I scowled at her, thinking that if Ryan was going to like me, he was going to like me. Then I picked up the roll, smeared on the butter, and took a big, defiant bite.
Eight
A couple days later, after I’d forced myself to make a follow-up call to Frank Smiley, as per Coach’s advice, I finally heard back from his assistant, receiving a curt invitation to meet him for lunch at Bob’s Chop and Steak House on the same day as Ryan’s event. The woman on the phone did not offer me alternate times or days, and seemed put out by even delivering the message, so I quickly agreed, then hung up and called Coach Carr with the news.
“I’m meeting Smiley at Bob’s Steak House,” I told him. “I assume it’s an interview?”
“It’s a damn coup is what it is,” Coach said. “You’re meeting the best sports editor in Texas for lunch. At his favorite restaurant. Guy might as well have a typewriter set up in one of those booths … Yeah, I’d say it’s an interview.”
“He still uses a typewriter?” I said, intrigued. I knew he still brought yellow tablets and mechanical pencils to the pressroom, unlike just about everyone else, who used laptops, but a typewriter was even cooler.
“I wouldn’t be surprised … People call me ‘old school.’ I’m new age compared to Smiley.”
“Doesn’t sound like the kind of guy who wants some girl on his staff,” I said, having already done my due diligence and confirmed that there were currently no women on the sports staff at the Post.
Coach didn’t deny this; he just said, “You’re not some girl.”
I smiled into the phone.
“So anyway … order the rib eye. Or the porterhouse. No salad—unless it’s the chopped to start.”
I wasn’t sure whether he was giving me his personal recommendations or some sort of boys’ club interview tip, but either way, I said, “Got it.”
“And be ready to talk baseball,” Coach said. “Frank’s a first-rate baseball snob.
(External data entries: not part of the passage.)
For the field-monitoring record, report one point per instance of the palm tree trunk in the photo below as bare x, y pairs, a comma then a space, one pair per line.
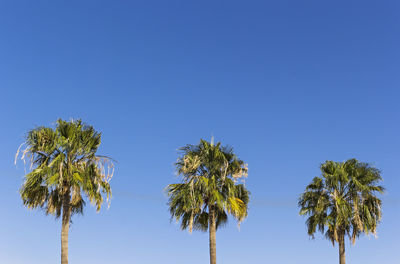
212, 230
342, 259
66, 217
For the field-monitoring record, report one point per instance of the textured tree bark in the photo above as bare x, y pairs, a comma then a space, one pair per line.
342, 258
66, 217
212, 230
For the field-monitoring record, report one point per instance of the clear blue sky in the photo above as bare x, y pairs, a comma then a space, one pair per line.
289, 84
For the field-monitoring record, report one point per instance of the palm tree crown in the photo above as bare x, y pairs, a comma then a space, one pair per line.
210, 174
63, 160
65, 168
209, 190
343, 201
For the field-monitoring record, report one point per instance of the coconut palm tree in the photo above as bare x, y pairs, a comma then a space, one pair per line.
343, 201
64, 168
209, 190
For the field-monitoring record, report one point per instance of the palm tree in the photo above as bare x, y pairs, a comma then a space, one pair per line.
209, 190
343, 201
64, 168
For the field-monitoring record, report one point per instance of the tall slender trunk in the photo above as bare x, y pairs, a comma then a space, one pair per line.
66, 217
212, 230
342, 258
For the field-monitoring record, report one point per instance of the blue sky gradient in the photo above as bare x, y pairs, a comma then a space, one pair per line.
288, 84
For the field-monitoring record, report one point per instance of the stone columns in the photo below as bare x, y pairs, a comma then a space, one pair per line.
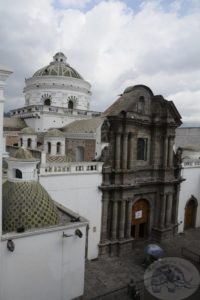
53, 148
4, 74
114, 220
171, 154
132, 150
104, 219
129, 219
122, 220
117, 150
169, 210
62, 150
163, 210
125, 150
165, 151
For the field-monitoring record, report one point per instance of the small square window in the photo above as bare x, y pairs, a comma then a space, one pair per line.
142, 144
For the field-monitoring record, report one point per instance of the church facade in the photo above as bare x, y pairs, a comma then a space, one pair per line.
140, 180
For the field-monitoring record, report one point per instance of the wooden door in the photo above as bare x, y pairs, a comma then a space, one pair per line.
140, 218
190, 214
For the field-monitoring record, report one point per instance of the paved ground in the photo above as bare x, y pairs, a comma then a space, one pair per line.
106, 275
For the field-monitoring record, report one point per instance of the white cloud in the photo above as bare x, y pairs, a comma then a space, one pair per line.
74, 3
110, 45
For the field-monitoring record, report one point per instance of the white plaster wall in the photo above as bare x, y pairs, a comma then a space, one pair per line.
47, 121
28, 169
44, 266
80, 193
189, 187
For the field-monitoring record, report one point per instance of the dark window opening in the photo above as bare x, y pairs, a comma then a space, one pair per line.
70, 104
18, 173
142, 149
47, 102
29, 142
49, 148
58, 148
141, 104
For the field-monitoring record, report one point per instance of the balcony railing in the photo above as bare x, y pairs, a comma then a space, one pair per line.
33, 111
73, 167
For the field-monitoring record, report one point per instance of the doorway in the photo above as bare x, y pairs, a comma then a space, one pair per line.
190, 213
140, 219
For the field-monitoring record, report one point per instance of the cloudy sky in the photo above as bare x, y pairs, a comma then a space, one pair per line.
112, 44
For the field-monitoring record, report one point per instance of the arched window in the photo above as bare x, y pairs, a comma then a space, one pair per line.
18, 174
80, 153
70, 104
141, 104
142, 149
190, 213
49, 148
58, 148
29, 142
47, 102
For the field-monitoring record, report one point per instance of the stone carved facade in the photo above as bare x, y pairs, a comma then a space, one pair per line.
140, 191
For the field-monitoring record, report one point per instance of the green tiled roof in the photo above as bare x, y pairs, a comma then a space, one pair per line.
27, 205
23, 153
54, 132
58, 67
28, 130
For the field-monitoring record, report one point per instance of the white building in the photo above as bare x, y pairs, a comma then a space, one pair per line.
55, 96
75, 186
189, 200
42, 245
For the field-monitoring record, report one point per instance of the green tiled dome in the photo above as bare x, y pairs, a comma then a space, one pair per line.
28, 130
58, 67
27, 205
23, 153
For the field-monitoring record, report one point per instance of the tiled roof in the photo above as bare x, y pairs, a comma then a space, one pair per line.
13, 123
23, 153
28, 130
53, 133
27, 205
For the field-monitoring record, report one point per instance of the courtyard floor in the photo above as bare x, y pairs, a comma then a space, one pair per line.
107, 278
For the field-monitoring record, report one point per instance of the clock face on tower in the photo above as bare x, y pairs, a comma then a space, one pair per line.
72, 102
46, 99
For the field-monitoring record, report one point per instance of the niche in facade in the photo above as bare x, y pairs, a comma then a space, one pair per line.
79, 153
18, 174
58, 148
29, 143
141, 104
72, 102
46, 98
142, 144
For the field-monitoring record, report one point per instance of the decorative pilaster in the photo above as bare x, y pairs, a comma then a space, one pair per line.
165, 151
117, 151
163, 211
169, 210
132, 150
114, 220
122, 220
104, 218
125, 150
171, 154
129, 219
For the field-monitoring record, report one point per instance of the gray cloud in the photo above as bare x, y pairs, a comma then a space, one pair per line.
111, 45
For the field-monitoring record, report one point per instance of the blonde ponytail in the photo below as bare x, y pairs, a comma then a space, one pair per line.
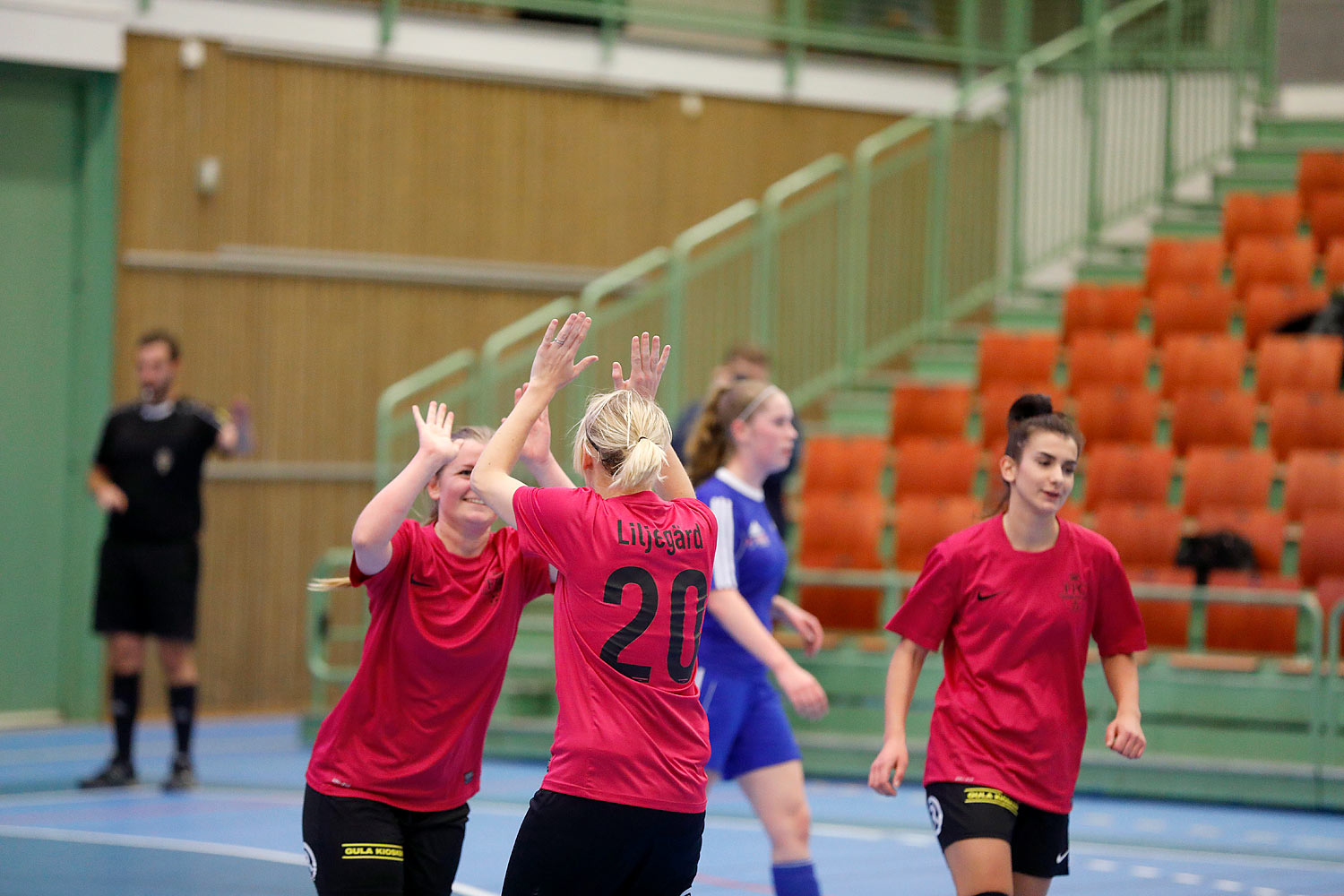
461, 435
710, 445
628, 435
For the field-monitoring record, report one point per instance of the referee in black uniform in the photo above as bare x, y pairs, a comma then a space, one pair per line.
147, 477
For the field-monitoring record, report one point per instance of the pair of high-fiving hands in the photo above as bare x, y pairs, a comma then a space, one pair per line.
553, 368
556, 367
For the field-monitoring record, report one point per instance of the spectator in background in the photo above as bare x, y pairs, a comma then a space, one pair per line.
742, 362
147, 478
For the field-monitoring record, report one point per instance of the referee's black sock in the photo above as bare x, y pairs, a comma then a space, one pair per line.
125, 704
182, 704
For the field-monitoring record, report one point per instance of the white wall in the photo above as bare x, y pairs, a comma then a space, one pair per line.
88, 34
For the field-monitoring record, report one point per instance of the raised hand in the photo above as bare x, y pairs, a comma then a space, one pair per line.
435, 433
537, 447
804, 691
647, 366
554, 367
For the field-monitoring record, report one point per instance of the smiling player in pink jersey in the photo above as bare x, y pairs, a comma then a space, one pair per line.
394, 763
1013, 602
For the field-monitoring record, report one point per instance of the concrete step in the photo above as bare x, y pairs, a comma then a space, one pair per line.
1303, 132
1110, 271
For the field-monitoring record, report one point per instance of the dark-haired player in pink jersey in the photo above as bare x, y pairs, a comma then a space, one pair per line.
400, 755
621, 810
1013, 602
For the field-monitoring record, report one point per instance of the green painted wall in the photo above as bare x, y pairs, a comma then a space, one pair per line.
58, 160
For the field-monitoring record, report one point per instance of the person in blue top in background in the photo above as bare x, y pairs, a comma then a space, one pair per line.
745, 435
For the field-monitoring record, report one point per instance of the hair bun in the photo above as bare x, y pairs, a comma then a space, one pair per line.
1027, 408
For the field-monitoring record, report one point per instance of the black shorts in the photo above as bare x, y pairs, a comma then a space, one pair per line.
365, 848
148, 589
575, 847
1039, 839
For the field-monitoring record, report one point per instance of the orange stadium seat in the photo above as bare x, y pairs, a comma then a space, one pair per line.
1109, 414
1335, 263
843, 465
1319, 171
1260, 525
1218, 477
1072, 511
1212, 418
1319, 549
938, 410
1183, 261
1104, 306
1271, 306
1010, 357
1247, 214
1304, 363
1131, 473
1107, 359
1311, 421
1314, 481
995, 402
1166, 622
1327, 218
935, 466
1145, 535
1191, 308
841, 533
922, 521
1202, 362
1271, 260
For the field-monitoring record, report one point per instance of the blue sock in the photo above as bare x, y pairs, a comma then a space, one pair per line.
796, 879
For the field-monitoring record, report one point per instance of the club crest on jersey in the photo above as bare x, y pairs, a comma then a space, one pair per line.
757, 536
669, 540
1074, 592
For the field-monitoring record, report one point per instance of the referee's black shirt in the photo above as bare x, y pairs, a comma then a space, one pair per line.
158, 463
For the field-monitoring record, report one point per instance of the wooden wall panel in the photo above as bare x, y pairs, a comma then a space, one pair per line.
355, 159
257, 548
312, 357
331, 158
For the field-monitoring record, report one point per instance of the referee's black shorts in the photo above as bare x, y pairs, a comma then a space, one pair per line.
577, 847
148, 589
365, 848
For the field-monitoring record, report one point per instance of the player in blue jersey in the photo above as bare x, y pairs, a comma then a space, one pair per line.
744, 435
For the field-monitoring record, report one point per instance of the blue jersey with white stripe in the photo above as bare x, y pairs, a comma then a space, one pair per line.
750, 557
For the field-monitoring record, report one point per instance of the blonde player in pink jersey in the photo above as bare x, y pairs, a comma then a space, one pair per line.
394, 763
621, 809
1013, 600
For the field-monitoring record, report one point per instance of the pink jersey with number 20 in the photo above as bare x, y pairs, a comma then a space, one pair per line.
629, 605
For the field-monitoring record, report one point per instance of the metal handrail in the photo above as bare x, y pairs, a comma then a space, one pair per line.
389, 424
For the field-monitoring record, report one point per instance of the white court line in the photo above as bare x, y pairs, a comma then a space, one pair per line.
201, 848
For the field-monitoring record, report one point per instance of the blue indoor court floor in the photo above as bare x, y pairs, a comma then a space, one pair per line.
238, 833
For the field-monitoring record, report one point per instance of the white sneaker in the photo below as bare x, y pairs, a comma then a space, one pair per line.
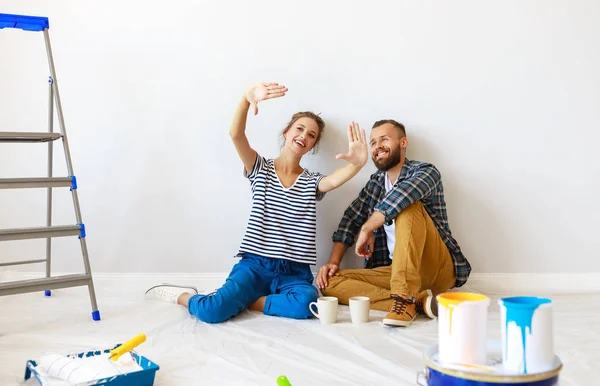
169, 292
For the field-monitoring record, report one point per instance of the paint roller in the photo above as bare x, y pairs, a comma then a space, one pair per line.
75, 370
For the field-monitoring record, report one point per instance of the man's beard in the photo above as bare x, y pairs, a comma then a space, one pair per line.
392, 160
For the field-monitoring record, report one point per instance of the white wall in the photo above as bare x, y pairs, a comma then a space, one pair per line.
502, 96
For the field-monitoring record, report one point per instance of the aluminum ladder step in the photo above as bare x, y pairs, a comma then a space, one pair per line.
13, 136
44, 284
42, 232
42, 182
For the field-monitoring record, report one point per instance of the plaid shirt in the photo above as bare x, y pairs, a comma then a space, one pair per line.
418, 181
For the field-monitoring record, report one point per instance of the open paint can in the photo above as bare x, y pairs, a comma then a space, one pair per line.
527, 334
492, 373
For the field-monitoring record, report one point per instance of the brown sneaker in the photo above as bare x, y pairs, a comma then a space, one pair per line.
403, 311
426, 304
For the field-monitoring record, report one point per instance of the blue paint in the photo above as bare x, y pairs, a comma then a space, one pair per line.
520, 310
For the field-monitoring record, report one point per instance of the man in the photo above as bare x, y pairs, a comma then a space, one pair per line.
400, 226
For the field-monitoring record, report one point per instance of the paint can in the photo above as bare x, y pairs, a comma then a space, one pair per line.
436, 373
462, 327
527, 334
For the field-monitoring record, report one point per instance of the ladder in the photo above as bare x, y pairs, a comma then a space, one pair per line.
41, 24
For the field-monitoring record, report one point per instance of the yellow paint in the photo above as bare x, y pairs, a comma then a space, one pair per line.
127, 346
449, 300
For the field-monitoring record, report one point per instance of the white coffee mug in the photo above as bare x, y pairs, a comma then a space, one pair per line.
359, 309
326, 309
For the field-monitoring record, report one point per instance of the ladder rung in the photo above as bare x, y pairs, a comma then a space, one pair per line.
26, 23
13, 136
41, 232
22, 262
33, 285
43, 182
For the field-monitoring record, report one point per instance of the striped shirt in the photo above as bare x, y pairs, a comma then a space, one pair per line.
418, 181
283, 221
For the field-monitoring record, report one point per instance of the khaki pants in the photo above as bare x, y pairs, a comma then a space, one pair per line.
420, 261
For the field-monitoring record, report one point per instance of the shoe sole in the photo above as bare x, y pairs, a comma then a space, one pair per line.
397, 323
431, 305
173, 285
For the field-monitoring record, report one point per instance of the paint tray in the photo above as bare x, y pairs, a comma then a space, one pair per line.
145, 377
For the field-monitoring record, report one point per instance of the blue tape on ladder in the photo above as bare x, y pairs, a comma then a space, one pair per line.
82, 234
26, 23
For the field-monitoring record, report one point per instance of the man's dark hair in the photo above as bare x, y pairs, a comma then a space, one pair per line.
396, 124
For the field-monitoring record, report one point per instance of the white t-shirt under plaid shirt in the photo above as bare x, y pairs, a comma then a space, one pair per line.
283, 221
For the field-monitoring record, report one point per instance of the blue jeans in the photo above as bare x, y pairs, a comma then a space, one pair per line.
287, 285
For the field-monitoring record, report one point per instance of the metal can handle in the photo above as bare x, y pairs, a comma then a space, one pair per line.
424, 376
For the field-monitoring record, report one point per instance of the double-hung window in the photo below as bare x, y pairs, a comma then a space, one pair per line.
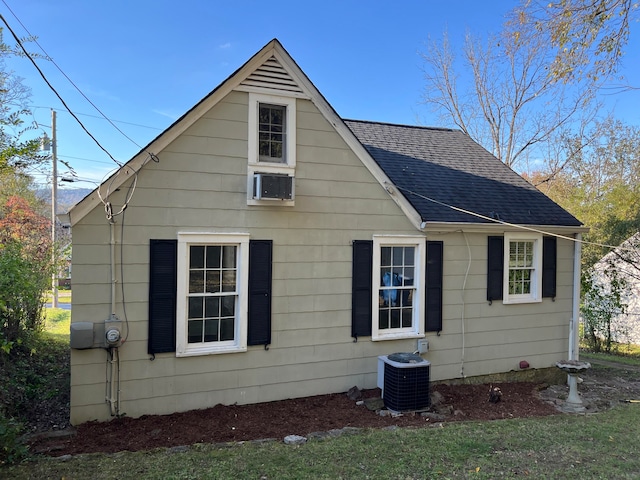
523, 268
398, 277
212, 293
272, 133
271, 150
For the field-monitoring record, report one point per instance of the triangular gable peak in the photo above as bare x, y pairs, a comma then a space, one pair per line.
271, 75
271, 70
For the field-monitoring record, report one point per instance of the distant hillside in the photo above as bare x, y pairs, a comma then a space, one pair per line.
67, 197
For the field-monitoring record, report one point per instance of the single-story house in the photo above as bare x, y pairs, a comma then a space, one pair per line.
264, 248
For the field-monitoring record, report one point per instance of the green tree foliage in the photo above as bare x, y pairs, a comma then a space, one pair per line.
25, 269
604, 299
589, 36
601, 187
499, 91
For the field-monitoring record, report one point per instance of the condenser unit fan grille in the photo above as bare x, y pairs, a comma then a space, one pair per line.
405, 386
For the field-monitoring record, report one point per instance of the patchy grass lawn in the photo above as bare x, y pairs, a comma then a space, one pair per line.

You know the type.”
I laughed and said I did, remembering a conversation Coach and I once had about baseball diehards. We concluded that they were a strange blend of snob and nerd, like a cross between an opera aficionado and a computer geek. They really seemed to believe that they were more evolved, with higher IQs than your average football fan. My mother might have been right about my reservoir of useless statistics, but it was nothing compared to the database that was the brain of a rabid baseball fan.
I told Coach that if Smiley wanted me for a baseball beat, I wouldn’t take the job anyway, but, after I hung up, I still spent the next hour nervously surfing my usual sites—ESPN, SI, FOX Sports, Rivals, Scout, Deadspin, and Yardbarker. I brushed up on the latest baseball gossip, as well as happenings in basketball, tennis, golf, soccer, and hockey. I could drink a fifth of whiskey and talk intelligibly about football, both college and the NFL, but otherwise I was a SportsCenter highlight reel kind of girl and didn’t want to embarrass myself. More important, I didn’t want to embarrass Coach. If he had vouched for me, I had to make a good impression.